Republican U.S. Senate candidate Mehmet Oz speaks during a televised debate on Tuesday, 10/25/22 (Screen Capture). Republican U.S. Senate candidate Mehmet Oz speaks during a televised debate on Tuesday, 10/25/22 (Screen Capture).

3. The Trump and Biden factors.

Both candidates were asked whether they’d support their respective standard-bearers in 2024.

Oz, who was endorsed by former President Donald Trump during the May primary election, seemed to distance himself from the 45th president soon after securing the nomination.

On Tuesday night, Oz at first said he would support the eventual Republican nominee, and then when pressed again, said he would “support Donald Trump if he decides to run for president.”

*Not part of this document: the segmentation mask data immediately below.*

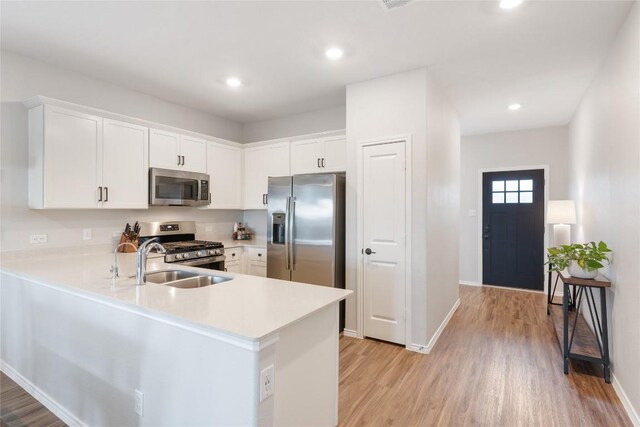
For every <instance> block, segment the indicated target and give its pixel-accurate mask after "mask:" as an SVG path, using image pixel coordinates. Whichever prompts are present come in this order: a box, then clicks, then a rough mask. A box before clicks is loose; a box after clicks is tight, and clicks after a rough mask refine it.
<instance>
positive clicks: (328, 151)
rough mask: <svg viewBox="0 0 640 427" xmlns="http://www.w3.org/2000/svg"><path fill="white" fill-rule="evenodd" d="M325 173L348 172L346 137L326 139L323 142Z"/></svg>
mask: <svg viewBox="0 0 640 427" xmlns="http://www.w3.org/2000/svg"><path fill="white" fill-rule="evenodd" d="M322 143H323V146H324V147H323V148H324V153H323V155H322V162H321V164H322V171H323V172H345V171H346V170H347V138H346V137H344V136H339V137H333V138H324V139H323V140H322Z"/></svg>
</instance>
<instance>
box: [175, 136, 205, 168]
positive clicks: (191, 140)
mask: <svg viewBox="0 0 640 427" xmlns="http://www.w3.org/2000/svg"><path fill="white" fill-rule="evenodd" d="M179 154H180V155H181V156H182V163H183V165H182V169H184V170H186V171H189V172H199V173H206V172H207V141H205V140H204V139H200V138H192V137H190V136H180V153H179Z"/></svg>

But, he added, “this is bigger than one candidate. It’s about how we will build a bigger tent.” Oz skirted a question on whether he’d been paying attention to Trump’s recent legal travails, saying, “I haven’t followed them very carefully … They’ll work themselves out. And I have tremendous faith in the legal system.”

Fetterman, said it would be up to President Joe Biden if he chooses to stand for re-election in 2024. But if “he does choose to run, I would support him.”

Asked whether there were places where he broke with BidenFetterman said he believed Biden “does need to do more to fight inflation.” But, he added, “I do believe Joe Biden is a family man and stands for the union way of life.”

Election Day is Nov. 8 — now less than two weeks away.